Priester Koos Putman en de slaafgemaakten van Curaçao
De slavernij werd in 1863 afgeschaft, maar al eerder waren er tegengeluiden. Soms kwamen die uit onverwachte hoek, bijvoorbeeld van nazaten van mensen die rijk waren geworden dankzij arbeid van slaafgemaakten. Eén van die mensen was de Utrechtse priester Koos Putman.

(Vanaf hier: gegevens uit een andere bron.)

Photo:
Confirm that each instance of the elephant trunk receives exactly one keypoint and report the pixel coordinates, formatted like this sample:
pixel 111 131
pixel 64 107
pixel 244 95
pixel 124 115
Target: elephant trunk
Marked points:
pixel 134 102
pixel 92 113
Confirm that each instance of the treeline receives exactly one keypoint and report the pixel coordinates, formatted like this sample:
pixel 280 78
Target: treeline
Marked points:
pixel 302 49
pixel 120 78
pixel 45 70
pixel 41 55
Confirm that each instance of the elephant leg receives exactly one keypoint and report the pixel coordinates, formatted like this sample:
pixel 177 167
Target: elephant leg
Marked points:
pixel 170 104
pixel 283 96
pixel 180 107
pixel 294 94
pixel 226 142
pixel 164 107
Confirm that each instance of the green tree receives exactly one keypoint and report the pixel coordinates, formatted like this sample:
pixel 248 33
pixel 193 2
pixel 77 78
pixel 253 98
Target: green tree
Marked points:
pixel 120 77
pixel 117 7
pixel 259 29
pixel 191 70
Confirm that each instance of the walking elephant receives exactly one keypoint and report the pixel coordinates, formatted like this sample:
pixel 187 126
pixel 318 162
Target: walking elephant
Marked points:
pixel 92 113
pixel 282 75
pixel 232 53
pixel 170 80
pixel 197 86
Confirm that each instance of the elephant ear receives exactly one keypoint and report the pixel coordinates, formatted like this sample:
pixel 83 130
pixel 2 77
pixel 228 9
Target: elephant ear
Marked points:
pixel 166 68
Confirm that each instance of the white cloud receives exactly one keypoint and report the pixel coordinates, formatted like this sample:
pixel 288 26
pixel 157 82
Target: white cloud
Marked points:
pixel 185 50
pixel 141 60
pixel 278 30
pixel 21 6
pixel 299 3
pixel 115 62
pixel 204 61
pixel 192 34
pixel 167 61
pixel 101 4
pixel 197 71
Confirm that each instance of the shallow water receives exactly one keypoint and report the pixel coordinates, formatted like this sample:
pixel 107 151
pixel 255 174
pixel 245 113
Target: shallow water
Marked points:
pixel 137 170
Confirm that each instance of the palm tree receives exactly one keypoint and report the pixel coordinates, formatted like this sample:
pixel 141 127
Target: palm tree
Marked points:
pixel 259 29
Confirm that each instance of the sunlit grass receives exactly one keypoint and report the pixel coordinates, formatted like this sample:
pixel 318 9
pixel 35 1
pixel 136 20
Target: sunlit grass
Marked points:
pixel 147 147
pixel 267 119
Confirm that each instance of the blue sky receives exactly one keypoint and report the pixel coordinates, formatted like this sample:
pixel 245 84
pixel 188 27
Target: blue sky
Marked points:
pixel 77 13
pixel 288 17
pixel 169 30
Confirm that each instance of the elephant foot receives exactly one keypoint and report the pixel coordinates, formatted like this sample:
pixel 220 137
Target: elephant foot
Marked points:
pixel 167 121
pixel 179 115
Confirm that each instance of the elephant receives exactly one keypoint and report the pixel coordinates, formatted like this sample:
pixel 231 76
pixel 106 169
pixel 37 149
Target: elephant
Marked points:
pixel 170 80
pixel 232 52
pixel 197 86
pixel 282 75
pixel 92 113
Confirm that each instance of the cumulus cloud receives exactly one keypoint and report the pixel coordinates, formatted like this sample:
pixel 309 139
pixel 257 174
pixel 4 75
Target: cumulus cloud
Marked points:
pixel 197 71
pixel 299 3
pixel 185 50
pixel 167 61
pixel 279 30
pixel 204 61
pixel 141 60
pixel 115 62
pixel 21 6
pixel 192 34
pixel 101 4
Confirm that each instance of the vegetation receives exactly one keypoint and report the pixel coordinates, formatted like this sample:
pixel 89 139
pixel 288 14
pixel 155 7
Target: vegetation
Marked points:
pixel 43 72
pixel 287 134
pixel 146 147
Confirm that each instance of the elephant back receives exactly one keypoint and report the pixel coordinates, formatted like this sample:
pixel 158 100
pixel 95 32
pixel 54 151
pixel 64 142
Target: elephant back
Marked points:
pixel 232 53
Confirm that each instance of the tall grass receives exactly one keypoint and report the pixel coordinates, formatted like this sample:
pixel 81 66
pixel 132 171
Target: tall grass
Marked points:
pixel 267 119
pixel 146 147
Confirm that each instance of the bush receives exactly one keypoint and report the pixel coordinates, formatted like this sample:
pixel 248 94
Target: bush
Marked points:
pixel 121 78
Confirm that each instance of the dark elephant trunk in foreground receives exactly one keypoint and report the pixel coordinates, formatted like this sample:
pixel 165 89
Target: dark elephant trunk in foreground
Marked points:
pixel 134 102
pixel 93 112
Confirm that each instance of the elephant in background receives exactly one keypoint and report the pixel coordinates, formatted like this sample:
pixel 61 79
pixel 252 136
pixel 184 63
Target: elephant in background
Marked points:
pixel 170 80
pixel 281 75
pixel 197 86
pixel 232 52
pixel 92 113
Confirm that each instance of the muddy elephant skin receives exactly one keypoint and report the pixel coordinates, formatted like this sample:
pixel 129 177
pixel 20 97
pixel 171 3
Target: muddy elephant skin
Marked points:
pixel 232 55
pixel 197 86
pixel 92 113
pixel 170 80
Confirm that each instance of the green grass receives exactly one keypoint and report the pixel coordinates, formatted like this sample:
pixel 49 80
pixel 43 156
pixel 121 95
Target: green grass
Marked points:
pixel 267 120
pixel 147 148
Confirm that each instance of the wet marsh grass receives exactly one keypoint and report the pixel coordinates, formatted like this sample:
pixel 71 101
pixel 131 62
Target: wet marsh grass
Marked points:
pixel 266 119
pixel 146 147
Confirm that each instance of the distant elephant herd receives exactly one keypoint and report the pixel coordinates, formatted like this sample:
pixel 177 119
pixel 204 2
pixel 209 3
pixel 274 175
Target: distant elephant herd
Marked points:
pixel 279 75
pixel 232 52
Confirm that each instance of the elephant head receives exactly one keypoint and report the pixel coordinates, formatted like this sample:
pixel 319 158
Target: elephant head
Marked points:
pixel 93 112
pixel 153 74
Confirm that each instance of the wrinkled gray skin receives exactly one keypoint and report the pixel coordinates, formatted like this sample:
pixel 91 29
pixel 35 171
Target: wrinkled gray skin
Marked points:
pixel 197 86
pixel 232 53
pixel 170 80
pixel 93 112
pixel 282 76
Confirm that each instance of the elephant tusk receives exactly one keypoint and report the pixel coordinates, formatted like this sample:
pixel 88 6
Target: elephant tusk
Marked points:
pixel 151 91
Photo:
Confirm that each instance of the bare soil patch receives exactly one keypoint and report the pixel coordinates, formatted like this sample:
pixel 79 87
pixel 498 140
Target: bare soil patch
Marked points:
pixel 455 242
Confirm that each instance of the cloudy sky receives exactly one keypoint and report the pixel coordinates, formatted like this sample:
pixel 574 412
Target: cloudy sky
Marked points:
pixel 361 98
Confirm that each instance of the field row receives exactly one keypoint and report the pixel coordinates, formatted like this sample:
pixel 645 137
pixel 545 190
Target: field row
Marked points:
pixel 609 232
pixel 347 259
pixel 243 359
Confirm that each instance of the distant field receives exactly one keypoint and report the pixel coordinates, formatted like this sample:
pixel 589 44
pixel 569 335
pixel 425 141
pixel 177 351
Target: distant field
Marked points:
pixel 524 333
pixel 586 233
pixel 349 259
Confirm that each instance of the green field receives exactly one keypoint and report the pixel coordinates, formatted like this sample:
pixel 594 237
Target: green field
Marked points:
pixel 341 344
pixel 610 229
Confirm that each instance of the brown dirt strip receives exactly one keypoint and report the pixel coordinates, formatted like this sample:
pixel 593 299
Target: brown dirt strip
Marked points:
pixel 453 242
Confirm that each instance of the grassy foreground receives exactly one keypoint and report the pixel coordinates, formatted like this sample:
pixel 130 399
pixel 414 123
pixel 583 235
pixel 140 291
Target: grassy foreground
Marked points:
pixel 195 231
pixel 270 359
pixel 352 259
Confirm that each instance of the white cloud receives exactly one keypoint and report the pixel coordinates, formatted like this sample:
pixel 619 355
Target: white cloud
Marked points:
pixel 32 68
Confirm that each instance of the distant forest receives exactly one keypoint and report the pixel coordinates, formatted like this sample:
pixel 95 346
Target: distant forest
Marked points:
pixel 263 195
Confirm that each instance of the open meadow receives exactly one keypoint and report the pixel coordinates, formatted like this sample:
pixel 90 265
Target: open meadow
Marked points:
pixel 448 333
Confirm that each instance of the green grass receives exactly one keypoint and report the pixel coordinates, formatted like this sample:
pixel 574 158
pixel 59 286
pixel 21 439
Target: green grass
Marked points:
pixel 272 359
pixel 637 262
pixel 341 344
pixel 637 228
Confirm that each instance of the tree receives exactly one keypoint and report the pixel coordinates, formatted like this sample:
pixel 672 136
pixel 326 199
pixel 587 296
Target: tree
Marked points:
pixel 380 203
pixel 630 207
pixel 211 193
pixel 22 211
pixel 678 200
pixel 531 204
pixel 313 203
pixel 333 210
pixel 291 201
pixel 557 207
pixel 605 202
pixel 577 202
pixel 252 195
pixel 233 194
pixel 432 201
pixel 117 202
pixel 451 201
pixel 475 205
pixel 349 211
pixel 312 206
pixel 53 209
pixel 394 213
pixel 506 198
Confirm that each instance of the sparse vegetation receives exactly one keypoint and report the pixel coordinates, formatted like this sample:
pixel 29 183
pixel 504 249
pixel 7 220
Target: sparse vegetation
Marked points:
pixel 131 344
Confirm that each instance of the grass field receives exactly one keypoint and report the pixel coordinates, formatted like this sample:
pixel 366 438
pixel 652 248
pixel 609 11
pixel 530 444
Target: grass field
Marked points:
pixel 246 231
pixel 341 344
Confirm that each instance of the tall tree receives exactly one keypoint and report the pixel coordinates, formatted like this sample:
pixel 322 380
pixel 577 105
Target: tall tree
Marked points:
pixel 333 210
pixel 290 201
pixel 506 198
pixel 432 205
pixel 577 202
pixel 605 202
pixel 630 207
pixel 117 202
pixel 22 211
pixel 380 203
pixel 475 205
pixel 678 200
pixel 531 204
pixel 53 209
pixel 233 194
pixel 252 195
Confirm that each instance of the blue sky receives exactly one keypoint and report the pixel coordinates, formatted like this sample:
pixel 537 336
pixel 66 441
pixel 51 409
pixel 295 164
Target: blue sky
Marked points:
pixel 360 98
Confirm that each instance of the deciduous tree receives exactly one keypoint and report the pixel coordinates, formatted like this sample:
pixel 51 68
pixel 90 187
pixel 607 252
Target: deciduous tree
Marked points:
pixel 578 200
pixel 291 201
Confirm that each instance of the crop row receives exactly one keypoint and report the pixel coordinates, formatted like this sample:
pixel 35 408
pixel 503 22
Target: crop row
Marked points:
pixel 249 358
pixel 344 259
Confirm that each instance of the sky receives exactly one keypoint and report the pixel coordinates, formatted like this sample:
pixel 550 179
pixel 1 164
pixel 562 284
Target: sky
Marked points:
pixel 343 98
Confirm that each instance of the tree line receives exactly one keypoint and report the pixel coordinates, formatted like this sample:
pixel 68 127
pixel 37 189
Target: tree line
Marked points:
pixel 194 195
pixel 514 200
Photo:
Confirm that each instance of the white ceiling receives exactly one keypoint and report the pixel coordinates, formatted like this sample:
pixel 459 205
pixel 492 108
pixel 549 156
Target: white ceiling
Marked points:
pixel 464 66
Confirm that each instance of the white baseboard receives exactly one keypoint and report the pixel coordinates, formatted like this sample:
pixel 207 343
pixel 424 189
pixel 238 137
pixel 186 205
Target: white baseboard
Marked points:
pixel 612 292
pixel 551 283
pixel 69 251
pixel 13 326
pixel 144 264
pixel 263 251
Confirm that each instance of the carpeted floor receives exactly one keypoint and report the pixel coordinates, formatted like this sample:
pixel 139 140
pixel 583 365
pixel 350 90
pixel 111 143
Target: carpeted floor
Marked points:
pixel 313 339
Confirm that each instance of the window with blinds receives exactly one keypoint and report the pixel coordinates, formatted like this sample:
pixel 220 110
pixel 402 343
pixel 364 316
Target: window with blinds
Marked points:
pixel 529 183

Jacobus Josephus Putman, beter bekend als Koos Putman, was de kleinzoon van de tabakshandelaar Josephus Putman. Putman senior vestigde zich in 1781 in Oudewater. In het pand Wijdstraat 9 begon hij zijn tabaksimperium. De beste tabak kwam in deze tijd van de koloniën en werd geproduceerd door tot slaaf gemaakten. Niettemin, tussen 1795 en 1812 moest Putman het doen met inlands geteelde tabak vanwege de oorlog met Engeland. Zonen Jan en Willem zetten de tabakshandel en de tabakskerverij voort en breidden dat nog uit met een koffiebranderij. Jan trouwde met Aletta van Dam en Jacobus Josephus was hun oudste zoon: hij werd geboren op 4 januari 1812. Hij ging in 1832 naar het seminarie in ’s Herenberg en kreeg op 10 augustus 1836 zijn priesterwijding.